实现Linux ptrace

共计 5172 个字符，预计需要花费 13 分钟才能阅读完成。

导读	本文介绍这些工具的底层 ptrace 是如何实现的。这里选用了 1.2.13 的早期版本，原理是类似的，新版内核代码过多，没必要陷入过多细节中。

实现 Linux ptrace

ptrace 是 Linux 内核提供的非常强大的系统调用，通过 ptrace 可以实现进程的单步调试和收集系统调用情况。比如 strace 和 gdb 都是基于 ptrace 实现的，strace 可以显示进程调用了哪些系统调用，gdb 可以实现对进程的调试。本文介绍这些工具的底层 ptrace 是如何实现的。这里选用了 1.2.13 的早期版本，原理是类似的，新版内核代码过多，没必要陷入过多细节中。

进程调试

ptrace 系统调用的实现中包含了很多功能，首先来看一下单步调试的实现。通过 ptrace 实现单步调试的方式有两种。

1. 父进程执行 fork 创建一个子进程，通过 ptrace 设置子进程为 PF_PTRACED 标记，然后执行 execve 加载被调试的程序。

2. 通过 ptrace attach 到指定的 pid 完成对进程的调试 (控制)。

首先看一下第一种的实现。

方式 1

 pid_t pid = fork();// 子进程 if (pid == 0) {ptrace(PTRACE_TRACEME,0,NULL,NULL); 
    // 加载被调试的程序 
    execve(argv[1], NULL, NULL); 
}

执行 fork 创建子进程后，通过 ptrace 的 PTRACE_TRACEME 指示操作系统设置子进程为被调试 (设置 PF_PTRACED 标记)。来看一下这一步操作系统做了什么事情。

 asmlinkage int sys_ptrace(long request, long pid, long addr, long data){if (request == PTRACE_TRACEME) { 
        current->flags |= PF_PTRACED; 
        return 0; 
    } 
}

这一步非常简单，接着看 execve 加载程序到内存执行时又是如何处理的。

 int do_execve(char * filename, char ** argv, char ** envp, struct pt_regs * regs) { 
    // 加载程序 
    for (fmt = formats ; fmt ; fmt = fmt->next) {int (*fn)(struct linux_binprm *, struct pt_regs *) = fmt->load_binary; 
        retval = fn(&bprm, regs); 
    } 
}

do_execve 逻辑非常复杂，不过我们只关注需要的就好。

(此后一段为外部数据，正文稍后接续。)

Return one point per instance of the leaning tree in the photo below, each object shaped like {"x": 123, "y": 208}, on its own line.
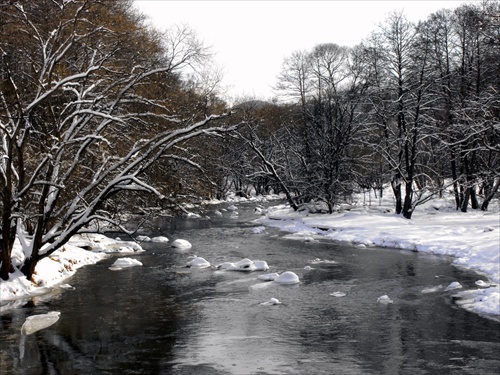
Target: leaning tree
{"x": 87, "y": 106}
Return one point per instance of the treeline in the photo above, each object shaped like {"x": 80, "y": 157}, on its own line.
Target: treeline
{"x": 97, "y": 109}
{"x": 416, "y": 105}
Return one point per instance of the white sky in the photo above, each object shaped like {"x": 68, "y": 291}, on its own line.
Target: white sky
{"x": 251, "y": 38}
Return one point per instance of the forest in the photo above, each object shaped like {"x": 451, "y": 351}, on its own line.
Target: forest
{"x": 100, "y": 114}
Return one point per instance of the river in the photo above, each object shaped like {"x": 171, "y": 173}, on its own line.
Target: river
{"x": 164, "y": 318}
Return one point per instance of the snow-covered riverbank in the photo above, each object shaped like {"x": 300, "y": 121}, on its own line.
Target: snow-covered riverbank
{"x": 472, "y": 238}
{"x": 52, "y": 272}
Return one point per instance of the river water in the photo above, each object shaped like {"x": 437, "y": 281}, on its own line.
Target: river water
{"x": 164, "y": 318}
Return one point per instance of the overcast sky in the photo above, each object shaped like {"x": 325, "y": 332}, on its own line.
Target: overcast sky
{"x": 251, "y": 38}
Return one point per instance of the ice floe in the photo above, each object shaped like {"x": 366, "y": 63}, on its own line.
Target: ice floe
{"x": 124, "y": 263}
{"x": 36, "y": 323}
{"x": 181, "y": 244}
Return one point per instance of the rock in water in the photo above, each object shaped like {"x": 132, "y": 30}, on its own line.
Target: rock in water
{"x": 38, "y": 322}
{"x": 271, "y": 302}
{"x": 384, "y": 299}
{"x": 287, "y": 277}
{"x": 181, "y": 244}
{"x": 198, "y": 262}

do_execve 通过钩子函数加载程序，我们看看 formats 是什么。

 struct linux_binfmt { 
    struct linux_binfmt * next; 
    int *use_count; 
    int (*load_binary)(struct linux_binprm *, struct  pt_regs * regs); 
    int (*load_shlib)(int fd); 
    int (*core_dump)(long signr, struct pt_regs * regs); 
}; 
 
static struct linux_binfmt *formats = &aout_format;int register_binfmt(struct linux_binfmt * fmt){ 
    struct linux_binfmt ** tmp = &formats; 
 
    if (!fmt) 
        return -EINVAL; 
    if (fmt->next) 
        return -EBUSY; 
    while (*tmp) {if (fmt == *tmp) 
            return -EBUSY; 
        tmp = &(*tmp)->next; 
    } 
    *tmp = fmt; 
    return 0;    
}

可以看到 formats 是一个链表。可以通过 register_binfmt 函数注册节点。那么谁调用了这个函数呢?

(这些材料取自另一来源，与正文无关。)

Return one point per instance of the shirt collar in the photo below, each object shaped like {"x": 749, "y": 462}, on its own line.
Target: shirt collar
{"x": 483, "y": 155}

 struct linux_binfmt elf_format = {NULL, NULL, load_elf_binary, load_elf_library, NULL};int init_module(void) {register_binfmt(&elf_format); 
 
return 0; 
 
}

所以最终调用了 load_elf_binary 函数加载程序。同样我们只关注相关的逻辑。

 if (current->flags & PF_PTRACED) 
        send_sig(SIGTRAP, current, 0);

load_elf_binary 中会判断如果进程设置了 PF_PTRACED 标记，那么会给当前进程发送一个 SIGTRAP 信号。接着看信号处理函数的相关逻辑。

 if ((current->flags & PF_PTRACED) && signr != SIGKILL) { 
    current->exit_code = signr; 
    // 修改当前进程（被调试的进程）为暂停状态 
    current->state = TASK_STOPPED; 
    // 通知父进程 
    notify_parent(current); 
    // 调度其他进程执行 
    schedule();}

所以程序被加载到内存后，根本没有机会执行就直接被修改为暂停状态了，接下来看看 notify_parent 通知父进程干什么。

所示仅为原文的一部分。